EDITORIAL - The looming food crisis
(The Freeman) - April 8, 2020 - 12:00am

There is now an initiative from the Department of Agriculture (DA) to ensure food availability and to sustain production given the ongoing threat of COVID-19.

Agriculture Secretary William Dar, in a recent press conference, said the DA is “intensifying the promotion of urban agriculture through the distribution of free vegetable seeds and planting materials nationwide.”

“We need to explore all strategies to ensure that food productivity, availability and sufficiency are attained, particularly in this challenging time,” Dar said.
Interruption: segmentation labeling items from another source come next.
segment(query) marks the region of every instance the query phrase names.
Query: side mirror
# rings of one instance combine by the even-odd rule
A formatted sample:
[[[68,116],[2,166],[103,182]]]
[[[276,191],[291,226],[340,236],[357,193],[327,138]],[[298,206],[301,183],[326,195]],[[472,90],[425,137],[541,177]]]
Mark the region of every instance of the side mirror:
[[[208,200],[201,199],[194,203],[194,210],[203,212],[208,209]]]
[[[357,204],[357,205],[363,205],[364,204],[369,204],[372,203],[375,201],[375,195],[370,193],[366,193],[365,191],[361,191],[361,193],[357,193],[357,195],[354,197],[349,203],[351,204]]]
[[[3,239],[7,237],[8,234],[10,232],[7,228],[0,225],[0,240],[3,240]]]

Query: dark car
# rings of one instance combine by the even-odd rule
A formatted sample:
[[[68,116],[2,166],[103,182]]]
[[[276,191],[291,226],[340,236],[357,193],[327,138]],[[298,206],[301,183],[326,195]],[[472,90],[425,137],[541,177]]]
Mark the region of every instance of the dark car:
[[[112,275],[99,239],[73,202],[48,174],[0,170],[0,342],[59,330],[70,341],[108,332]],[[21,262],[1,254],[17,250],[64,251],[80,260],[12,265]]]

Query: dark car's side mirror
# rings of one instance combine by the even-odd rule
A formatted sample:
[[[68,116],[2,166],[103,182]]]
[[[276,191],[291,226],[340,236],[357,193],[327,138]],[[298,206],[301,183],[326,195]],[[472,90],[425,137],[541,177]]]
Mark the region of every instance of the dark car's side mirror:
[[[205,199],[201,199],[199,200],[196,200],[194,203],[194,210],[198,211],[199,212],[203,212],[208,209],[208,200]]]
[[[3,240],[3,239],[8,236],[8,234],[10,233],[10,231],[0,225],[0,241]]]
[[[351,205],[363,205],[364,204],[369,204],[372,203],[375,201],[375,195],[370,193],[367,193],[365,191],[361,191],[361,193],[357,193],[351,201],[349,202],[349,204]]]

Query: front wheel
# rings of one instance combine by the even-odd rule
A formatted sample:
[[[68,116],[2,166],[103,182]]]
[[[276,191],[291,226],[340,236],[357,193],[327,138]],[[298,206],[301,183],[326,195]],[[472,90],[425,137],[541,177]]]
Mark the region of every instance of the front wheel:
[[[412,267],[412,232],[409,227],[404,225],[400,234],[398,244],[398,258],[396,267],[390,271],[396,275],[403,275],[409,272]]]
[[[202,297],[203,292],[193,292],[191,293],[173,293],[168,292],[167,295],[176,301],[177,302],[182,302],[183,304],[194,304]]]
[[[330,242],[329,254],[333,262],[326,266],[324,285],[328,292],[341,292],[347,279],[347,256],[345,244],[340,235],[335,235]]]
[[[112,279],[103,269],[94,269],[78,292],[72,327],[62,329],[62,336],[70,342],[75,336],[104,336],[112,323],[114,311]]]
This is a worthy initiative considering that there has to be enough food given the current crisis.

However, after this crisis, the DA should also help farmers so that any food crisis will be prevented from happening alongside any catastrophe, whether natural or man-made.

Because the truth is that before this COVID-19 crisis even started, our farmers have already been facing many problems.

In many places in the country, more and more farmers are losing arable land to developers of subdivisions and other such projects. Not all areas in the country are suitable for planting rice, and many of these such areas also happen to be prime lots for projects by huge land developers.

Then there is also the stigma that farming is a poor man’s job, one that can barely support a family. Fewer and fewer people are getting into farming, and considering that our population is getting bigger and bigger, this imbalance will likely lead to food insecurity.

We are also being left behind when it comes to innovations in rice breeds and planting techniques and technology. When before we led the way in rice research with our International Rice Research Institute, today we cannot even produce enough rice to feed the nation.

We have to rely on rice imports from our neighbors in the ASEAN --those who used to turn to use for help in their rice programs-- to make sure we have enough supply.

When the COVID-19 crisis is over many problems will be over for many of us, but not for our farmers.